仇校長說我的數學好,少上幾節應該沒有問題,於是就把初中的化學放在我的數學課時段。那一年農中剛搬到公社所在地,蓋了兩排新房,被用作老師辦公室和高中的教室,而初中的教室,只能暫時設在從附近生產隊租來的公房,相當的破舊,課桌也是用土基上面鋪上水泥板而成。學生們聽說給他們上化學課的是一個來自高中班的學生,都很好奇,第一堂課嘻嘻哈哈,有些學生擺出不買賬的樣子,亂鬨鬨的,畢竟他們覺得我不是真正的老師,沒有師道尊嚴。第二堂課剛開始也很亂,可是忽然有一個年紀大一點的學生站了起來,農村學生上學的年齡參差不齊,這個站起來的學生好像和我差不多大,我還記的這個學生的名字叫王進生。只見他很憤怒地站起來說道:“你們誰不想上課,就站起來,給我滾出去。”他的這一聲吼把所有人都驚呆了,包括我這個老師在內。不過當時我還是很感激他,因為他的一聲怒吼之後,全班立即就鴉雀無聲般的靜了下來。王進生接着說:“過去我們開不起化學課,現在仇校長給我們找來了老師,你們還瞎鬧,誰要是不想學就給我出去”,王進生又重複了他的那一句狠話。終於沒有人出去,但也沒有人再敢說話了。這時王進生轉向我,恭敬地說道:“老師,你開始講吧”。那是我這一生中第一次聽到別人對我以“老師”相稱呼,也是第一次感到做為老師所受到的尊重,心裡着實很感動,而那年的我才十七歲。

 

從那天以後化學課的紀律十分的好,我很感激我在J城中學的化學老師蔡恭慧,那是一位優秀的正牌師範大學畢業出來的教育家,我在那裡打下了非常牢固的化學基礎,然後一轉手現買現賣,也學着蔡老師儼然地在科學講壇上為人師表。農村學生對世界是由分子和原子組成的理論感到極為的震撼,這從他們的表情里可以看出來,而對氫氣在氧氣中燃燒可以變成水更是十分的驚訝,象聽天書一樣。我從分子式講起,講到水和鹽的構成,講到酸性和鹼性,講到他們熟悉的石灰從氫氧化鈣到碳酸鈣的轉變,講到PH值,然而學校里沒有任何化學實驗的材料和儀器,一切都是書本,最後連我自己都感到是在講一個神話,儘管我知道我的學生都很相信我說的全是真的。我覺得無論如何也要做一兩個實驗來證明化學不是光憑嘴說的。我在家裡試着電解水,用了四節電池和一個茶缸來收集氫氣,卻沒有成功,至於試紙和酚酞就更沒門了。

 

終於有一天我在公社的大修廠看到了電石,但電石加水產生乙炔屬於有機化學的部分,初中還沒學到,就向我的一位叫馬寅奎的同學借來了一本有機化學書,抄下分子反應式,胡亂告訴學生這個化學反應可以由固體的電石和水產生可燃氣體,並寫出乙炔分子式,說它可以燃燒生成二氧化碳和水。
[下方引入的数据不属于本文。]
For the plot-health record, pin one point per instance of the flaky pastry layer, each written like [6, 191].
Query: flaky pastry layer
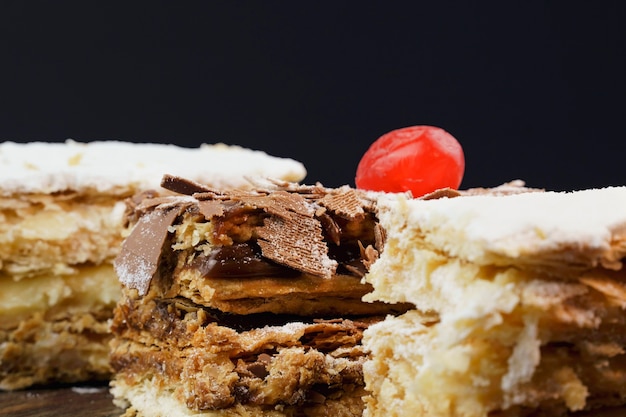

那一天我向大修廠的師傅要了一塊電石,找來一個鹽水瓶,當我在課堂上把電石丟到水裡,然後用火柴點燃瓶口的氣體時,全班象城裡人看到國慶煙火一樣發出歡呼。那是我給我的學生做的第一個化學實驗,雖然和課本學的東西風馬牛不相及,但畢竟還是展示了化學的神奇。這以後我又做了幾個很有意思的實驗,包括用石灰和鹽做氯化鈣的沉澱。

 

就這樣,每個星期二和星期四的上午,我就會背上裝着化學課本的書包,翻過學校後面的山梁,來到安山生產隊的後村,給我的初中學生們上化學課。而每次上完課,王進生都會送我一段。回到高中校區後,拿着飯盆去打飯的時候,炊事員老周就會在老師的小灶上給我挖上一大勺的帶有肉絲的炒菜。在同學們無限羨慕的眼光下去吃午餐。學期快結束的時候,給學生考完期末考試後,王進生在送我回校的路上,扛了一個袋子,並把我一直送到高中教室。這時他對我說:“老師,這是我們同學湊的二十斤花生,我們知道你不拿工資,就算我們大家的一點心意,你的課上的真好”。我當時想跟他說不要,但後來終於沒能推卻,望着他的背影,我的眼淚都流了下來。

 

一九七五年的春天,縣城中學來到我們公社支農,其中有我許多小學的同學。我從小學一年級起就是班主席和少先隊大隊委,所以這些老同學都曾是我的部下。然而那年他們在縣中都已經成了明星人物,其中羅小兵當了團支部書記,閻浩更是出任團縣委的常委。那年在他們面前我很破落,於是唯一能向他們吹噓的就是當老師的經歷和趣事。除了那一年每天中午能和老師一起吃炒肉絲的福利和特權以外,我當化學老師的經歷的另一個寶貴財富就是在一九七七年的第一屆高考中占盡優勢。七七年的化學沒有考得很深,大都也就是我在初中班教過的那些分子式,而教一遍化學對於那些知識的理解是要遠遠勝於學一遍的。

 

我不知道我上的化學課對於那個班上的農村學生們的人生有過什麼樣的印記,但我還記得那些學生們當時好奇的表情,特別是那個很有威信的學生王進生,他的形象常常浮現在我的記憶里。如今我教過的學生已經無數,他們中有學士,有碩士,而我的第一個博士生,如今已在一所全美排名第十九的大學獲得了終身教授職位,所謂青出於藍而勝於藍。然而所有這些讓我印象最深的的學生中,也留着王進生的名字,我永遠記得他最後放下花生離開我時的背影,那一刻,讓我感到為師者的所受到的尊敬和無上的滿足。